Working (i.e., it’s actually stable):
People in DeFi have been burned in the past by failed attempts at algorithmic, uncollateralized stablecoins like Empty Set Dollar, Dynamic Set Dollar, and Basis Cash [6]. The price of each of these stablecoins went into free fall with respect to their dollar pegs within a a couple months of launch.
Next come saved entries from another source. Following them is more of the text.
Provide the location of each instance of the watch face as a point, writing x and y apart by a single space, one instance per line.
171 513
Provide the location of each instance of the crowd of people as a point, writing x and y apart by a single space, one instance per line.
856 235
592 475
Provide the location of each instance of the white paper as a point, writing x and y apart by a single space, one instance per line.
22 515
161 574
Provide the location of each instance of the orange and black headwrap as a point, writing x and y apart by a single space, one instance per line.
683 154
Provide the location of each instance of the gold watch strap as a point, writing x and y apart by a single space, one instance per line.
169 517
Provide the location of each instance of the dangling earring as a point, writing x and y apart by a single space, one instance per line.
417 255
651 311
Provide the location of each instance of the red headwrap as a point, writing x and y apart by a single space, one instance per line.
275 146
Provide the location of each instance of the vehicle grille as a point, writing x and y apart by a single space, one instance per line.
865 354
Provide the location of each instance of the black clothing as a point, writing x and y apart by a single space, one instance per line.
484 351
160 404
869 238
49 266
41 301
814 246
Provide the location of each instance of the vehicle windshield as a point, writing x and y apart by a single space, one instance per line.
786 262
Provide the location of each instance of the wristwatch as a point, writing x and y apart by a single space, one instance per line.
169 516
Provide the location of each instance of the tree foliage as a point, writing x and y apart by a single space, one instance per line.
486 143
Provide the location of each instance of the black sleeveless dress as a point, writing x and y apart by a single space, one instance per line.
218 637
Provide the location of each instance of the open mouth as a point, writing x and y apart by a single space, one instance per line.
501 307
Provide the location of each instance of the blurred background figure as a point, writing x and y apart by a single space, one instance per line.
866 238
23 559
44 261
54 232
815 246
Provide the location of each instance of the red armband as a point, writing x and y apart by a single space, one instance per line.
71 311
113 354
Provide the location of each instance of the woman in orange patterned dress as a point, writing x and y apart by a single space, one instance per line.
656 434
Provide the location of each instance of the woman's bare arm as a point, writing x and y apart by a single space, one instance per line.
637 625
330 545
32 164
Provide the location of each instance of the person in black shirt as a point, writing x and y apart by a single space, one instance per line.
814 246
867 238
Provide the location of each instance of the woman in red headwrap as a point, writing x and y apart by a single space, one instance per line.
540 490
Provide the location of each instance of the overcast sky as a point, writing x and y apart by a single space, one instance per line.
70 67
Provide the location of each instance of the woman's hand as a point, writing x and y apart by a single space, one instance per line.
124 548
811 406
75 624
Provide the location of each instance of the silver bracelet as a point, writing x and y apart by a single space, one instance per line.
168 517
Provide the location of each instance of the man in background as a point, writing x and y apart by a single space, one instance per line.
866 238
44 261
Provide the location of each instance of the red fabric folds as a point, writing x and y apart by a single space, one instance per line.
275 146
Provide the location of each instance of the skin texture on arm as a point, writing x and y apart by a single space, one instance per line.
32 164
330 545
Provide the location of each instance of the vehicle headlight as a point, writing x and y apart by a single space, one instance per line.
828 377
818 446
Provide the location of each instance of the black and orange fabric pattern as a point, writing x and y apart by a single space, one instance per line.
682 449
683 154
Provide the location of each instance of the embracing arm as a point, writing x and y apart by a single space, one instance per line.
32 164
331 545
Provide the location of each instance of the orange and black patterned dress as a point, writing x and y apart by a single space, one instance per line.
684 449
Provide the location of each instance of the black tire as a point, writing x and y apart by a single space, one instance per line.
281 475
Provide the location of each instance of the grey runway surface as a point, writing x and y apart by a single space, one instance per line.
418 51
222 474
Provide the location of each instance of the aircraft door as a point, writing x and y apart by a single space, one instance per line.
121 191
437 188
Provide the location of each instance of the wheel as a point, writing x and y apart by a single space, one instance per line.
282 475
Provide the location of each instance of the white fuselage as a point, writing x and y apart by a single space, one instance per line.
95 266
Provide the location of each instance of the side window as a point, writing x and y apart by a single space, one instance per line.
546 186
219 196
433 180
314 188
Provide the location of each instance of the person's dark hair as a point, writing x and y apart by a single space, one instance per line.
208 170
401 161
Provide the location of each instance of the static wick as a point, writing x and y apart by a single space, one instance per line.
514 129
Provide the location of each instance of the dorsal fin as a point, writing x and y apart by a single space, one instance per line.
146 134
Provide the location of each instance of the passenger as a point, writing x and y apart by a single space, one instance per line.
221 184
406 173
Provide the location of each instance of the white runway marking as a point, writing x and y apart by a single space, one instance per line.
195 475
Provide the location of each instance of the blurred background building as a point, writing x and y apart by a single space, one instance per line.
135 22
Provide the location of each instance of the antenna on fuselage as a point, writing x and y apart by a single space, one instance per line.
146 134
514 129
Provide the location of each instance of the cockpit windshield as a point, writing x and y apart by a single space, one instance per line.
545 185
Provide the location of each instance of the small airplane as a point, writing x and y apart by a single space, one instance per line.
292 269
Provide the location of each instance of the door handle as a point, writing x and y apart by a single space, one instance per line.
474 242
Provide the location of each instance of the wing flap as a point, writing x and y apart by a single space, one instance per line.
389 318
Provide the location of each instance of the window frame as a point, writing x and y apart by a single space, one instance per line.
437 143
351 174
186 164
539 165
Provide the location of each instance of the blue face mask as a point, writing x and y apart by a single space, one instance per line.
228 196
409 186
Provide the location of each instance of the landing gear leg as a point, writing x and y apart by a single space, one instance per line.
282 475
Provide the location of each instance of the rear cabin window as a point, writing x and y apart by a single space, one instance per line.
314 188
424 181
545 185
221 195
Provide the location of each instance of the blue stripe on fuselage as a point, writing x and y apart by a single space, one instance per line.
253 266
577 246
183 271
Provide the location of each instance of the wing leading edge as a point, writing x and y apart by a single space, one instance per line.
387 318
The Bean token has returned to its $1 peg over 2,300 times in its ~5 months of existence and paid off $22M of its debt. And it continues to return to its peg more and more frequently.
Beanstalk's capital efficient, credit-based mechanism results in positive carry for Beans. You want to lock up your Beans. You can earn a high-yield interest rate on your Beans by depositing them into a protocol-native mechanism known as the Silo, and you can withdraw them at any time with a short lockup period. You can think about the Silo as a high-yield USD bank account—and you receive new Beans that are minted when the price of Bean goes above the peg.
Stablecoin utility is a function of 1) censorship resistance, 2) liquidity, and 3) stability. Beanstalk has all 3 and each will increase with time. Beanstalk—
There's a blossoming community forming around Beanstalk as well. Audits were recently funded, integrations with other DeFi protocols to drive demand are in the works, and soon the yield-generating governance token (known as Stalk) will be liquid and tradeable.
The use cases for a positive carry, decentralized stablecoin in DeFi are potentially limitless. In a world where Beanstalk continues to chug along, anyone with an internet connection will have access to a high-yield USD bank account.
[1] Meatspace, or whatever else you prefer to call it.
[2] https://cointelegraph.com/news/usdc-to-consolidate-reserves-into-cash-and-us-treasuries
[3] Just a handful of examples of centralization manifesting in what should be a decentralized ecosystem:
[4] There are reasons that some no longer consider DAI decentralized, but that’s for another day.